Jam Bites

Fill these buttery cookies with your favorite jam or preserves.

Jam Bites
Yield: 4 dozen cookies Prep 10 mins Chill 20 mins Bake 350°F 20 mins


  • 3/4 cup (1-1/2 sticks) unsalted butter, softened
  • 1/2 cup sugar
  • 1 egg yolk
  • 1/2 teaspoon salt
  • 1/4 teaspoon almond extract
  • 2 1/4 cups all-purpose flour
  • 1/4 cup apricot preserves
  • 1/4 cup natural almonds (with skins), chopped
  • 1/4 cup seedless red-raspberry jam

Make It

1. In large bowl, beat butter, sugar, yolk, salt and extract until creamy, 2 minutes. On low, beat in flour until blended; press into ball.
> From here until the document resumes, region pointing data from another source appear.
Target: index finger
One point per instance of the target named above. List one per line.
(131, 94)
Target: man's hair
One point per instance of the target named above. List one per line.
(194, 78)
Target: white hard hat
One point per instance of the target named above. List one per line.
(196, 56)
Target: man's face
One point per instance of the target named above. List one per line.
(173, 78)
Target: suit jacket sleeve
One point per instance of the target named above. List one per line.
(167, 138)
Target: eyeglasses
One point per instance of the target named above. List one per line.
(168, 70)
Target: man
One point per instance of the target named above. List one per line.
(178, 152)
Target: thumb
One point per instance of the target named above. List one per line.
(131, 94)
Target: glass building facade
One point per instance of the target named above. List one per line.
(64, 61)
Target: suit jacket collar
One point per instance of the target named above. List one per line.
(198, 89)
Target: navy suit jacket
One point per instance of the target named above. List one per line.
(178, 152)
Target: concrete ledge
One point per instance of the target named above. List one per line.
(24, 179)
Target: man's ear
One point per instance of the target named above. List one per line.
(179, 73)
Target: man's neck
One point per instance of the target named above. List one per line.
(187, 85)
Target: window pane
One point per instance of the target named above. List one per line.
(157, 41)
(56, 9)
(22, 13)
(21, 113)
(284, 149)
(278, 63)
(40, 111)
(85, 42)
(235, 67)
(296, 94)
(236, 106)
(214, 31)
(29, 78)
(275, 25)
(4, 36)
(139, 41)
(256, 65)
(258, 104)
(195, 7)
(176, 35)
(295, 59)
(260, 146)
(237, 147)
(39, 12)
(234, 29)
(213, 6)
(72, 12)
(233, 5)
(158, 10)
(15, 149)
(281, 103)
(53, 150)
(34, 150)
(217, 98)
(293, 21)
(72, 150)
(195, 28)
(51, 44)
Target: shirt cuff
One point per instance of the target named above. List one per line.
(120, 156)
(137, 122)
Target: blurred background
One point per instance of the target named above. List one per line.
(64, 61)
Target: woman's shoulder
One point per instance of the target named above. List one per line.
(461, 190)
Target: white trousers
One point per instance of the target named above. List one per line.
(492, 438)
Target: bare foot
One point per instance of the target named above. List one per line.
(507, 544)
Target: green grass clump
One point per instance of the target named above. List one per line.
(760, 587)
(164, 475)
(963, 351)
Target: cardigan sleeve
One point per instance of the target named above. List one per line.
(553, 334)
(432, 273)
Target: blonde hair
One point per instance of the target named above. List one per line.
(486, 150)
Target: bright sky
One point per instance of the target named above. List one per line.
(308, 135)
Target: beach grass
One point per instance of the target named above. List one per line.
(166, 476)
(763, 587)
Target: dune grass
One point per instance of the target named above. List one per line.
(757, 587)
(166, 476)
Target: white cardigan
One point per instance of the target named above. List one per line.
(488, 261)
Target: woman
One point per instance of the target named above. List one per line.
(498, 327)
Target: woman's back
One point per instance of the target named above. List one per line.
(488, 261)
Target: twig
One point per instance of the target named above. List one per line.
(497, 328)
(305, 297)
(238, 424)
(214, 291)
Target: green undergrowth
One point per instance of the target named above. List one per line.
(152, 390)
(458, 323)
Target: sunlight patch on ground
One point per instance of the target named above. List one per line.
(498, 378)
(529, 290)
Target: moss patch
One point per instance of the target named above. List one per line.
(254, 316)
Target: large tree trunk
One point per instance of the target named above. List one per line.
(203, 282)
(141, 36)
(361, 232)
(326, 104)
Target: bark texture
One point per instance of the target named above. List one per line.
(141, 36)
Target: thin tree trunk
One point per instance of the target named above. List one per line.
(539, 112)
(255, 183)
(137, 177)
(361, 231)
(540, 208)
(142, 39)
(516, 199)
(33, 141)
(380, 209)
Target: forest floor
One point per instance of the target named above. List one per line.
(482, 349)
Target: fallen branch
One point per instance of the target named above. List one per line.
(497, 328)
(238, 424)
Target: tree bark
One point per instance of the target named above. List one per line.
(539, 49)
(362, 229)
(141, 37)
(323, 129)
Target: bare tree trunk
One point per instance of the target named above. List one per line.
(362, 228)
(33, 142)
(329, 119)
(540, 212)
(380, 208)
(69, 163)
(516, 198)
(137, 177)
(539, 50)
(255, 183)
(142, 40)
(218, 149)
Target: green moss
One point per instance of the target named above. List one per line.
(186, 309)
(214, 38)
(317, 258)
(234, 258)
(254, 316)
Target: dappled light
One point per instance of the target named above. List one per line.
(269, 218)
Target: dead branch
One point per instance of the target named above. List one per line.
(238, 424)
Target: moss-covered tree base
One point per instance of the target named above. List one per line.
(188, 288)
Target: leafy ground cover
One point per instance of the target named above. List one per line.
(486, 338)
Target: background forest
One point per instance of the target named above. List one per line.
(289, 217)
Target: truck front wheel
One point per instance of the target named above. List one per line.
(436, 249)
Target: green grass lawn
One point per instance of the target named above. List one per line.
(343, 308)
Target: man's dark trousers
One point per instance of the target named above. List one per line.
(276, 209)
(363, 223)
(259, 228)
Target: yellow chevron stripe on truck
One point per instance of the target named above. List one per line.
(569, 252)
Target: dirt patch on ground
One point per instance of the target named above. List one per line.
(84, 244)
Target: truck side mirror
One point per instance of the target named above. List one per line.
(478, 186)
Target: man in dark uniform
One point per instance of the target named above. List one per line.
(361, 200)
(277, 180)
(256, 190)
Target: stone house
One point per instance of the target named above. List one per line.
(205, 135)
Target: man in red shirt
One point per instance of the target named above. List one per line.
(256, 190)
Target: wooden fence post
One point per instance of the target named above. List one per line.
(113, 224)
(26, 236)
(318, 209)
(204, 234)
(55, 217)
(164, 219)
Divide dough into quarters. Roll one quarter into 12-inch rope, 1 inch wide. Place on large ungreased baking sheet. With end of wooden spoon, make 1/2-inch-wide, 1/4-inch-deep groove down center of rope. Repeat with remaining dough; place 2 inches apart on sheet.

2. In small cup, combine preserves with 2 tablespoons nuts. In another cup, combine jam with remaining nuts. Spoon apricot mixture into grooves of 2 strips; spoon raspberry mixture in other 2 strips. Refrigerate 20 minutes.

3. Heat oven to 350 degrees F. Cut each strip crosswise into 1-inch diagonal slices, but do not separate. Bake in 350 degrees oven 20 minutes, until edges are lightly golden. While still warm, cut through. Remove to wire rack; let cool.

Nutrition Facts

Amount Per Serving: cal. (kcal): 69, Fat, total (g): 3, chol. (mg): 12, sat. fat (g): 2, carb. (g): 9, fiber (g): , pro. (g): 1, sodium (mg): 26, Percent Daily Values are based on a 2,000 calorie diet.